Hay que decir que este un libro guiri sobre guiris y pensado para lectores guiris. Comprensible pero criticable es la que las biografísa de periodistas de lengua inglesa lo cope casi todo, en detrimento de los de otros países (franceses, hispanoamericanos) que podían haber llenado muchas de las páginas. Algunos de ellos quedan apuntados (entre los franceses Guy de Traversay, fusilado por los nacionales en Mallorca o Louis Delaprée muerto en accidente de avión , o el autor de El Principito, que a muchos les sorprenderá que hubiera sido corresponsal de guerra). También el análisis de los escritos de la prensa partidaria del bando rebelde en Alemania o Italia podría ofrecer datos de interés (apenas recuerdo una mención de Indro Montanelli en Santander). Tampoco se dejan ver demasiado los reporteros gráficos (hay alguna mención de Capa, pero no por ejemplo de Gerda Taro).

Si uno tiene que quedarse con una sola idea que aparezca en este volumen es el diferente estilo y nivel de control y censura sobre las actividades de la prensa internacional que se da en uno y otro bando.

Me imagino que para muchos, la principal aproximación a este tema habrá sido la trilogía de Arturo Barea (yo no la he leído, pero me exculparé dicienddo que he visto la serie de televisión dos veces).

En todo caso, quien se asome a estas páginas encontrará unas cuantas biografías fascinantes. A mí en especial me han interesado las de la directora de la censura republicana, Constancia de la Mora ; la de Mijaíl Koltsov, corresponsal de Pravda, que acabaría después purgado en Moscú y Jay Allen, autor de la famosa crónica de la matanza de Badajoz; pero dense una vuelta por las de Louis Fischer, Georg Steer, Ilsa Kulcsar y verán que en Hollywood se quedan cortos cuando crean personajes e inventan vidas rocambolescas.

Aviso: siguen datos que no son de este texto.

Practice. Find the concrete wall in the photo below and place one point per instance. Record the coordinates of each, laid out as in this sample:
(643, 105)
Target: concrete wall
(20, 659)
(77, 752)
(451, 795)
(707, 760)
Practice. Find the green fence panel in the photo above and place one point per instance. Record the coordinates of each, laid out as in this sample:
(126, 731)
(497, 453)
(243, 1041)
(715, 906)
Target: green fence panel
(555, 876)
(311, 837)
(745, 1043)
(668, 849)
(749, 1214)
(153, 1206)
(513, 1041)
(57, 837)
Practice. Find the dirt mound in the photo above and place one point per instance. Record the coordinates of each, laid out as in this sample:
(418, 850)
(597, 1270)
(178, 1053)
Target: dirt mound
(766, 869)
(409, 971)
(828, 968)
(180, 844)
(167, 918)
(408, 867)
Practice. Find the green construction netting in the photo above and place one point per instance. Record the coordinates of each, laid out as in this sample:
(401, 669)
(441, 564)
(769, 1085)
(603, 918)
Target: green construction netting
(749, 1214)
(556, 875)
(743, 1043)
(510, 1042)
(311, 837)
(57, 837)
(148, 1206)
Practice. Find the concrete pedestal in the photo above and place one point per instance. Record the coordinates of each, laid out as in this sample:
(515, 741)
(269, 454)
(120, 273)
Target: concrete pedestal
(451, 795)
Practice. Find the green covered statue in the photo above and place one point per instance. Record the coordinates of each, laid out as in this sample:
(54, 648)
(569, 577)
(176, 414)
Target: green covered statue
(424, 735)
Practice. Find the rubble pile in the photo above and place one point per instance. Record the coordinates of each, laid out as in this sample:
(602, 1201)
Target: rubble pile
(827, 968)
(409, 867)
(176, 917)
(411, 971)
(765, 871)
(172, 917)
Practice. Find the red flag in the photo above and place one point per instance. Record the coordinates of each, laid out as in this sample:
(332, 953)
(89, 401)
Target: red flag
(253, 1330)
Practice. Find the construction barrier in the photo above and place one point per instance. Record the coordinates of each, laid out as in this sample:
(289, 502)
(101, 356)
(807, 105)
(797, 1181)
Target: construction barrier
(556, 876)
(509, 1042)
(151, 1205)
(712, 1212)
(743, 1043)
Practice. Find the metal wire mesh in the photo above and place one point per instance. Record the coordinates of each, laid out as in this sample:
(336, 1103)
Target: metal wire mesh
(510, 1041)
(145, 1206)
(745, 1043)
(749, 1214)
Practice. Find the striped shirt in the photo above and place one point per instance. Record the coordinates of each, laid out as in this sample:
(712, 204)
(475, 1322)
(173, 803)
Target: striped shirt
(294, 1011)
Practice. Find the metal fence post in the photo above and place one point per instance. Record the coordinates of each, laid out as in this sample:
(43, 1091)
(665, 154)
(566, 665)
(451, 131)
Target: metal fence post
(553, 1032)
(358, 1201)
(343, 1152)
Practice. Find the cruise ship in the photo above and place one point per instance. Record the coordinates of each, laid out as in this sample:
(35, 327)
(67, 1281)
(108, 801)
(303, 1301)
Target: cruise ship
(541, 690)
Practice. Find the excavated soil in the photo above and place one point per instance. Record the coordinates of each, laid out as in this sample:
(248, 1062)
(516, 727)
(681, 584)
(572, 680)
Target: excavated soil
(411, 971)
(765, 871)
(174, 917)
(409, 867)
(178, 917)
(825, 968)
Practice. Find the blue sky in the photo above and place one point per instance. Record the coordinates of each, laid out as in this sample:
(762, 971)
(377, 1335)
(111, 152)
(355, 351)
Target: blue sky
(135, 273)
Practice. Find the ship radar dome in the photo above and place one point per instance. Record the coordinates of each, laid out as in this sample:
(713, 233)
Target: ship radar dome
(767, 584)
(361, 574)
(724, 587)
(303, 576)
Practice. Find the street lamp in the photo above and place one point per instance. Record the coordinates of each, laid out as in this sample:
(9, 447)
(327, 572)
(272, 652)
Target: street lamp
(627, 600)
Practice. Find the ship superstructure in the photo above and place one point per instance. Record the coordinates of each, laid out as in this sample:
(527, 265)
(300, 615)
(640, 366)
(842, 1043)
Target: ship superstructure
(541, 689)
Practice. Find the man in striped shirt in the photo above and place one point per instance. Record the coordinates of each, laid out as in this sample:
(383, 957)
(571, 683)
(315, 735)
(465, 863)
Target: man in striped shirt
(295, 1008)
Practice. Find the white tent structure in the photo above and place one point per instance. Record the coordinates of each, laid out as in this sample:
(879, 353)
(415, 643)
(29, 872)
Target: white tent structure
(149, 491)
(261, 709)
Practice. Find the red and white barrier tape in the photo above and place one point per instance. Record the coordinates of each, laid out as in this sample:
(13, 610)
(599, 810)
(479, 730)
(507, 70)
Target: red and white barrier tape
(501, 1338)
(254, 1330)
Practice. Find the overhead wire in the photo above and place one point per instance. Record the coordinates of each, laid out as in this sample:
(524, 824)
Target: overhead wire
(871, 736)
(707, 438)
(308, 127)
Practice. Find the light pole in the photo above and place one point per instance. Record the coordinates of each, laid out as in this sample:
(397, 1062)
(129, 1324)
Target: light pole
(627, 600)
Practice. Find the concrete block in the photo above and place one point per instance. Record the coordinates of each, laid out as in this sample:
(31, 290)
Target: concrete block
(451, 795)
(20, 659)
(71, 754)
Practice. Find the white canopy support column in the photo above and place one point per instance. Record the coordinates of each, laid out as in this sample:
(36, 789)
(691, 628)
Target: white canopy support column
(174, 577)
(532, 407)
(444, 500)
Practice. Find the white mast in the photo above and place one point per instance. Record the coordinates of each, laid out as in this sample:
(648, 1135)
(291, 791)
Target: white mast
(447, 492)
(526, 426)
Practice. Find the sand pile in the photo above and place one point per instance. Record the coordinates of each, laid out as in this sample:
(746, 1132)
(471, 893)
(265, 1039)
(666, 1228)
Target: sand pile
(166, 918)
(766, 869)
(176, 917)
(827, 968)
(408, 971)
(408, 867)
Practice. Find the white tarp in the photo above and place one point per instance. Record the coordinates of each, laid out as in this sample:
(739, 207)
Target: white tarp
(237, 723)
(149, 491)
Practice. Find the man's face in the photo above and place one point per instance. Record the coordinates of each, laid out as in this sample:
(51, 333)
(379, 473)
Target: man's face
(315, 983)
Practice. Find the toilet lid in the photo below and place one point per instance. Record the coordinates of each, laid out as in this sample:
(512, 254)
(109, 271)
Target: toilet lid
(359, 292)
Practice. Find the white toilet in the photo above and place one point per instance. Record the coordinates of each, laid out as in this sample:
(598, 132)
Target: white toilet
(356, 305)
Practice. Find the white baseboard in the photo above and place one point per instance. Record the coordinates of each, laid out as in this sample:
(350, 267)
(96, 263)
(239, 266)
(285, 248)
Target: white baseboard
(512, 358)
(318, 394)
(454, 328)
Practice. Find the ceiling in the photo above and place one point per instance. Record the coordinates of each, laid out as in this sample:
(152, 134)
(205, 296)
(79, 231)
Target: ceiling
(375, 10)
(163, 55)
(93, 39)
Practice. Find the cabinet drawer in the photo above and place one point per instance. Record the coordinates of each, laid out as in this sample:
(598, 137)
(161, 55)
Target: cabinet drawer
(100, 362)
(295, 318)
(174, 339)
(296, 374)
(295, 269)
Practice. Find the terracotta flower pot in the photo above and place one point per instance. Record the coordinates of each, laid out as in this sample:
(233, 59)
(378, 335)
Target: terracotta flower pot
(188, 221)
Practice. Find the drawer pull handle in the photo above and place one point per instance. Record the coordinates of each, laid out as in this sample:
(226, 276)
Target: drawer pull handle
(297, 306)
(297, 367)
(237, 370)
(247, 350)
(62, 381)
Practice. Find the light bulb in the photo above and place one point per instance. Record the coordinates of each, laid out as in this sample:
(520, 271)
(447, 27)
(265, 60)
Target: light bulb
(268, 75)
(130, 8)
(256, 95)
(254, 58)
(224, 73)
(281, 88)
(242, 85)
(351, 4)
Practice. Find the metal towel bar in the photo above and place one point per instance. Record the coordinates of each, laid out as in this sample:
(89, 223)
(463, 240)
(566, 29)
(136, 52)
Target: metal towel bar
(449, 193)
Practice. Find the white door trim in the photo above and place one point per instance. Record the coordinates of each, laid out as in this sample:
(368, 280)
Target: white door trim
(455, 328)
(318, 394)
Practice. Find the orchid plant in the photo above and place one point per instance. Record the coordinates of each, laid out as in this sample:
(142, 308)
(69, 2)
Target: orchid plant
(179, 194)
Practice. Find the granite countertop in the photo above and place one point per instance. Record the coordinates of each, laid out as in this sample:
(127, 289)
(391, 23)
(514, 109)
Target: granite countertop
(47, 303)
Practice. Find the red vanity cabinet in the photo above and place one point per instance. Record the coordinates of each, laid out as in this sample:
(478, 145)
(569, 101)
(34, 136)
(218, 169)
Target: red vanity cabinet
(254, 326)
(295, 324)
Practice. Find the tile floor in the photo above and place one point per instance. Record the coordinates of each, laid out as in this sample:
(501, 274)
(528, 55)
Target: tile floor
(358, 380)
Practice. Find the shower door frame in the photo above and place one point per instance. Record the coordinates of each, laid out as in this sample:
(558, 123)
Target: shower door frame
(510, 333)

En otro orden de cosas siempre me ha parecido que Hemingway era un hijoputa con todas las letras, aunque lo que más se cuenta de él en este libro (su desencuentro con John Dos Passos a causa del affaire Robles) su actitud me pareció más sensata que la del otro.

Como en cualquier libro de cuatrocientas páginas hay muchos detallitos, pero se me ha quedado una idea de Jay Allen diciendo que la guerra de España no era la lucha entre el fascismo y el comunismo sino “la Revolución Francesa al revés” y me ha parecido muy cierto.

Si a alguien le interesa leer unos cuantos artículos sobre el tema y algunas de las crónicas enviadas por los reporteros foráneos, el Centro Cervantes Virtual del Instituto Cervantes tiene una página curiosa con una buena selección.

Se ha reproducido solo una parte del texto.